How would you test for assortative mating between benthic and limnetic ecotypes?

Explanation:
Testing for assortative mating focuses on who mates with whom, not just how individuals look. To really know if benthic and limnetic sticklebacks prefer mates from their own ecotype, you need evidence of mate choice or of actual parentage patterns. In a mate-choice setup, you present a focal fish with potential partners from both ecotypes and observe which one it chooses, which directly reveals any preference for the same ecotype.

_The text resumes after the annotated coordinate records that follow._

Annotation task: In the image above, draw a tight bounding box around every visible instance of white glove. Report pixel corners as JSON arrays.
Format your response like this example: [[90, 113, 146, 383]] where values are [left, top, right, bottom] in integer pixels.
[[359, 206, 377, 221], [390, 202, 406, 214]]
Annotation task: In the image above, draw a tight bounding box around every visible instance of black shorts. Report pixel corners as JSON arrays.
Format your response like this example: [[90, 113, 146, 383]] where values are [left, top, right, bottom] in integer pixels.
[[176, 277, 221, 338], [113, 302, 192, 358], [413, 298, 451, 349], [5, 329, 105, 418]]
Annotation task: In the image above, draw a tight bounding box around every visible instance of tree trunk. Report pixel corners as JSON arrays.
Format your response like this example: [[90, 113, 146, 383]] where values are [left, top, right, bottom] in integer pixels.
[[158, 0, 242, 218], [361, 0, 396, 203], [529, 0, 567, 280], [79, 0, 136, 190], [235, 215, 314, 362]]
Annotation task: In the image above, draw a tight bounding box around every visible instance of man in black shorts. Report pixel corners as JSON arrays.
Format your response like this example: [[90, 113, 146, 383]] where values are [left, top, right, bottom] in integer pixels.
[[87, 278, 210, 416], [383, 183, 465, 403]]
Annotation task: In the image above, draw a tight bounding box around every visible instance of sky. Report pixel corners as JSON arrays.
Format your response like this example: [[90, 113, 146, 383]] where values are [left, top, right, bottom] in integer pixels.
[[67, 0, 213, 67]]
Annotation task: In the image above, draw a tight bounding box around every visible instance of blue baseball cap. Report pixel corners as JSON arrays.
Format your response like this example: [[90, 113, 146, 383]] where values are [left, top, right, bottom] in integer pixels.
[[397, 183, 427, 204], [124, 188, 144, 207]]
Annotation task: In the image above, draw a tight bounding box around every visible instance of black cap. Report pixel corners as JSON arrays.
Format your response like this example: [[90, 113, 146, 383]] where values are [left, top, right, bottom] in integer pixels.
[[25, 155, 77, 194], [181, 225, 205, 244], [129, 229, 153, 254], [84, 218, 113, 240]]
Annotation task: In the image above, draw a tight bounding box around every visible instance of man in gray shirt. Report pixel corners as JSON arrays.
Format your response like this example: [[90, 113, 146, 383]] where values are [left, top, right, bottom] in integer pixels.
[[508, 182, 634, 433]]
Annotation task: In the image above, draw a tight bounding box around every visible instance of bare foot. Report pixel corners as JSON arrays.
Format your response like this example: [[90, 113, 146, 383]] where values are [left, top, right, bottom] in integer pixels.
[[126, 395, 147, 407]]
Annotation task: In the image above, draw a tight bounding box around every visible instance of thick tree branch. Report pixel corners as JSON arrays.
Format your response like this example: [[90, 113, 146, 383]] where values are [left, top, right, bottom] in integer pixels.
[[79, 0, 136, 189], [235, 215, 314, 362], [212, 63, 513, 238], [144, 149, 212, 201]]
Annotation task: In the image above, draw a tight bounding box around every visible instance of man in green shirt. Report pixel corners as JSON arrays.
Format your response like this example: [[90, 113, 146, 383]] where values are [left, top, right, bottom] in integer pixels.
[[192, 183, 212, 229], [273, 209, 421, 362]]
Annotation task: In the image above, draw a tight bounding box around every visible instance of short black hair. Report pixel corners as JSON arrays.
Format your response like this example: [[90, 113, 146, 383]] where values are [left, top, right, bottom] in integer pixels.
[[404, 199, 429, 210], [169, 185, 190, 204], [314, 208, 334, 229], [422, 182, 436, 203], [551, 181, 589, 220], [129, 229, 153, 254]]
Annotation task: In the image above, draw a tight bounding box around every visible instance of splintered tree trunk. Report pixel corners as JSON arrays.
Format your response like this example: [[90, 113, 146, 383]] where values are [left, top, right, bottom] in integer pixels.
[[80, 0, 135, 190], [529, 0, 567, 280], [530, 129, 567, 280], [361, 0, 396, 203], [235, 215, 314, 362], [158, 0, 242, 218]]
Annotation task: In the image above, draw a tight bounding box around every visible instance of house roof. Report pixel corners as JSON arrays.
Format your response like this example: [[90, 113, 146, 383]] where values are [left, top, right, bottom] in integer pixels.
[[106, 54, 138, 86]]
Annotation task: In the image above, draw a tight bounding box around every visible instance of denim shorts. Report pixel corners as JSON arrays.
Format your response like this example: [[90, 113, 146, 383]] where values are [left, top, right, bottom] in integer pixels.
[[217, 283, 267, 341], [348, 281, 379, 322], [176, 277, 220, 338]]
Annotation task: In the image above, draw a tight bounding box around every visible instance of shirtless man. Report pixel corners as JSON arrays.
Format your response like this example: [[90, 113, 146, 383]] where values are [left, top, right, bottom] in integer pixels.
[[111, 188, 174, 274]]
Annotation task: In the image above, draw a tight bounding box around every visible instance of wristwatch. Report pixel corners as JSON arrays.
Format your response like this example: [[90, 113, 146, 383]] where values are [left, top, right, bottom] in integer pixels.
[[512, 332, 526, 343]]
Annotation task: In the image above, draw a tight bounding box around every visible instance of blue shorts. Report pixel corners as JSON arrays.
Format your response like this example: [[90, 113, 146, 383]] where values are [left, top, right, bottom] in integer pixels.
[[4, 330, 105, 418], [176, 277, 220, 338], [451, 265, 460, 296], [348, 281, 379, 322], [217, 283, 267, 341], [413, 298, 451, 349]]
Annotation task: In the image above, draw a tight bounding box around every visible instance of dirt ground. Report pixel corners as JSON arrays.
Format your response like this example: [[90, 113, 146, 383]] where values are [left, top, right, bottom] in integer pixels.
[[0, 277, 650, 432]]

Another solid approach is genetic parentage analysis: by genotyping offspring and assigning parents, you can see whether matings occur more often within the same ecotype than expected by chance. Relying on color variation alone won’t establish mating preferences, because color differences might correlate with ecotype without reflecting actual mate choice. Reciprocal transplant experiments address how fitness varies across habitats rather than mating decisions. And controlled crosses can indeed reveal assortative mating by showing whether cross-ecotype matings occur less frequently than expected, so that option isn’t the right way to measure mate preference on its own.

Testing for assortative mating focuses on who mates with whom, not just how individuals look. To really know if benthic and limnetic sticklebacks prefer mates from their own ecotype, you need evidence of mate choice or of actual parentage patterns. In a mate-choice setup, you present a focal fish with potential partners from both ecotypes and observe which one it chooses, which directly reveals any preference for the same ecotype. Another solid approach is genetic parentage analysis: by genotyping offspring and assigning parents, you can see whether matings occur more often within the same ecotype than expected by chance.

Relying on color variation alone won’t establish mating preferences, because color differences might correlate with ecotype without reflecting actual mate choice. Reciprocal transplant experiments address how fitness varies across habitats rather than mating decisions. And controlled crosses can indeed reveal assortative mating by showing whether cross-ecotype matings occur less frequently than expected, so that option isn’t the right way to measure mate preference on its own.